Anyone have a suggestion on how I can figure out which chip(s) on my motherboard are bad?


*Basic description of the design:*

18volts + ground comes into the dc power jack - 2 wires carry the current about 4 inches and a plastic connector splits it into 2 18volt wires and 2 ground wires - they attach to the motherboard (where I have all good connections).

*Location where I believe the problem exists:*

I think the ac input has somehow fused with the battery input - and in turn disconnected itself so that the laptop believes that both the battery - and the ac input are BOTH battery. 


*Odd notes:*
1 When a fully charged battery is installed laptop works perfectly

2 When battery is removed – and ac cord plugged in – laptop gives fast blinking lightening bolt (warning that the battery is too weak to be used ) – of course the battery is NOT INSTALLED – so this blink error should not be happening.


*Just to clarify to anyone kind enough to shoot a reply:*

I have a good power adapter.
I have a good battery.
I have the correct voltage reaching the motherboard through the cables.
The laptop seems to think that a weak battery is attached (when NO battery is attached and the ac adaptor is plugged in)



I would like a flow chart for the motherboard to determine what could be faulty so I can repair it... 



There is another post here with some helpful information - though not helpful to me... It is here:

http://www.techsupportforum.com/f108/hp-dv8000-no-video-turns-on-and-power-light-flashes-rapidly-447679.html


----------



## blombardo (Aug 22, 2010)

Fixya has some info related to this- of course none of that data was helpful to me...


http://www.fixya.com/support/t248259-hp_pavilion_dv8000_help


This info is interesting... but not exactly helpful either.

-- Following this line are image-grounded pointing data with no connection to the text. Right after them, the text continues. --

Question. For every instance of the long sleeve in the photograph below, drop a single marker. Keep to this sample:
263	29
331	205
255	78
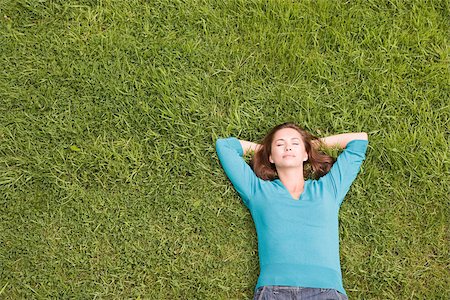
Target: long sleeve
344	170
244	180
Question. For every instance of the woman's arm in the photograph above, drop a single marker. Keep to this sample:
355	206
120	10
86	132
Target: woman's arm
249	146
341	140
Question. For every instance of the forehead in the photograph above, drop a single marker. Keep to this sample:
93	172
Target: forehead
287	134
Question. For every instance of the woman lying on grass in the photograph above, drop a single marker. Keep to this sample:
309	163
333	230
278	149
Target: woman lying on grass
296	220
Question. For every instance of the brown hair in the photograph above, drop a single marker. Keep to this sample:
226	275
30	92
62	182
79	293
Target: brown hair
317	165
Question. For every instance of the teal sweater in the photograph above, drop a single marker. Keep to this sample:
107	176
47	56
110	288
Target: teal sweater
298	241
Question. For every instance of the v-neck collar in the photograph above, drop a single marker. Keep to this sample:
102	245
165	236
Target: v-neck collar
278	181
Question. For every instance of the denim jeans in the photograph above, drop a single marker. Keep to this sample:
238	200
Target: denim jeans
277	292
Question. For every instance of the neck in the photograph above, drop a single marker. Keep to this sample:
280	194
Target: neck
292	178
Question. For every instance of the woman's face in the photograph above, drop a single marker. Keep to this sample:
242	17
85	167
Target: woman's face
288	149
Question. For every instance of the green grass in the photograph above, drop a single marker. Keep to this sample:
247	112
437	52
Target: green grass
110	186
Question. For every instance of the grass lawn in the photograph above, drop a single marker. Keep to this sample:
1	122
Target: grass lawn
109	110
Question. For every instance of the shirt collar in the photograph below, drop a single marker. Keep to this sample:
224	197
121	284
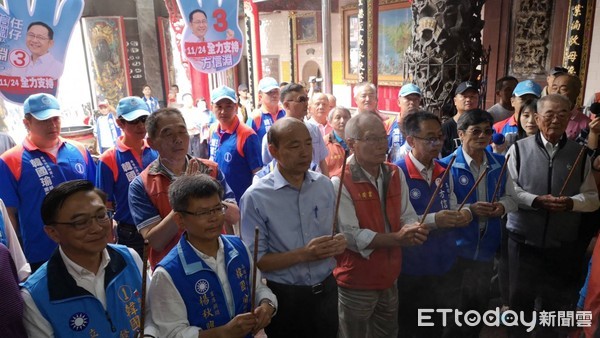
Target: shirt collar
77	271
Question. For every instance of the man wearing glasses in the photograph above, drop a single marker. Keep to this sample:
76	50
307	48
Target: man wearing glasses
40	62
119	165
148	192
203	286
295	103
543	251
478	242
233	145
86	287
269	111
30	170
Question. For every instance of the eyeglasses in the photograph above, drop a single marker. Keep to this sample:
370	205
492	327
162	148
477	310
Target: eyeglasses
373	139
431	140
477	132
299	99
37	36
137	121
84	223
220	210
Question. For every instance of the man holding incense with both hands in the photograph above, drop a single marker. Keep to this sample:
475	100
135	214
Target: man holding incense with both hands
367	271
203	287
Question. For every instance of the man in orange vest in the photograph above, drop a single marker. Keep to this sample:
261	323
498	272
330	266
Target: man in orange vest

http://www.uofr.net/~greg/hardware/laptop_power_troubleshooting/


----------



## night_shift (Sep 8, 2009)

Hi blombardo and welcome

You have researched this very well. You have been busy.



> I have a good power adapter.


You appear to have a good fault finding strategy and a plan, but just for my information, I know you have checked the output voltage and you are probably aware that most chargers and laptop power control circuits use SMART technology to communicate. I was wondering if you have tried another OEM charger to eliminate a communication problem. 



> I think the ac input has somehow fused with the battery input - and in turn disconnected itself so that the laptop believes that both the battery - and the ac input are BOTH battery.


I'm puzzled to why you think there is ac voltage at your battery!

The ac is only present in the charger, all inputs to the laptop are smooth regulated dc. The only place you could (due to a fault) get the ac fusing with any dc component would be a short circuit between the mains stepdown transformer and voltage rectifier in the charger. This would be a catastrophic failure. Has the laptop or charger ever been exposed to liquid or high humidity. 

There is also power protection on your motherboard power control circuit from voltage surge, RF ripple, over/undervoltage, over current and reverse polarity protection.

So faults like this are generally -

1. Power/charger failure.
2. DC jack socket/plug failure.
3. Motherboard power controller failure.
4. Failed or failing battery.
5. Rarely a bios issue, laptops have a fairely basic bios.
6. Cable damage ac mains or dc side.
7. shorts on your power pins or battery connection.
8. One number One issue is due to moisture ingress.

As for fault finding on the motherboard you would need to use an oscilloscope with the design drawings at hand (manufacturers dont part with this) to check voltage levels and ripple induction. You would not even get the manufacturer to do a mobo rapair to component level. 

1. I would prove your charger works 100%.
2. Check for the obvious. Cable damage and shorts etc.
3. Have a good look at the mobo for signs of component damage near or around the power input connector to your motherboard. Capacitors especially the SMD electrolytic capacitors, if these have been stressed they will bulge and leak. Look for burned components or fried tracks.

I like to do obvious and simple thats where most faults occur. You appear to have a good grasp what you want to do. As for drawings and component identification you will be very hard pushed to get this info.

Hope some of this helps.


----------



## blombardo (Aug 22, 2010)

First to answer questions - 
1: I have tried three known good ac adapters.
2: I do not see any obviously swollen/damaged capacitors or any other damage - 45 minutes worth of looking under a magnifying glass...
3: The reason I commented "ac input has somehow fused with the battery input" is because on this damaged laptop with battery removed and AC plugged in I receive an LED code that is defined to mean 'battery is too low to start the computer' On a GOOD laptop with battery removed and AC plugged in - NO lights should light up - until you press the power button.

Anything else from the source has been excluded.